Monte Carlo Simulation (MCS)
The Monte Carlo simulation (MCS), named after the Monegasque district Monte Carlo with its famous casino, is a simulation method for the modelling of random variables and their distribution functions with the aim to solve certain integrals, ordinary and partial differential equations etc. sufficiently exactly by stochastic modelling. Using the MCS, complex systems of equations of a stochastic or deterministic nature, which cannot be solved analytically or can only be solved with great effort, can be solved numerically (“playfully”) in a mathematical context. The “law of large numbers” forms the mathematical basis.

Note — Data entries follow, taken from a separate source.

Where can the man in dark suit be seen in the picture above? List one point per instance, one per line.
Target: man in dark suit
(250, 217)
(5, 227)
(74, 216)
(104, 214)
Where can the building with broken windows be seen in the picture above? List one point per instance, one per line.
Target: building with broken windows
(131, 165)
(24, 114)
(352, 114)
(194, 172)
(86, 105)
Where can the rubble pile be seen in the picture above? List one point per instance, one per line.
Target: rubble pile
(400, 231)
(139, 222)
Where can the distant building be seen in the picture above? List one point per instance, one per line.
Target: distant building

Today, Monte Carlo simulation is the only practicable method for calculating complex multidimensional systems of equations which cannot be solved analytically or which require a great deal of computational effort. Accordingly, the MCS is used not only in the physical field but also in game theory and mathematical economics, in the theory of message transmission and, last but not least, in operation and reliability theory for the analysis and consideration of
- Complex fault trees,
- Dependencies of states and state changes,
- Arbitrary distribution functions and time dependencies,
- Flexible maintenance and repair strategies and
- Dynamic influencing variables (“dynamic reliability theory”)
A current object of research is the so-called “dynamic reliability theory”. The complex equations of system transport theory used here to describe dynamic system changes can usually only be successfully evaluated using MCS. The Monte Carlo simulation enables you to model real conditions, such as stochastic dependencies, time dependencies, ageing processes and physical influencing variables, without restrictions.
In general, it can be said that MCS is gaining more and more importance in industry, since complex and expensive field tests can be replaced completely or partially by computer simulations. Among other things, this has the advantage that material and test costs for field and laboratory tests can be saved, the test conditions are identical and the results reproducible. In addition, the results can be easily compared and analyzed with those of other simulations.
The implementation of the Monte Carlo simulation is continuously improved by more powerful computer systems – even with very high simulation runs. In this respect, the results that can be achieved with Monte Carlo simulation are becoming more and more accurate.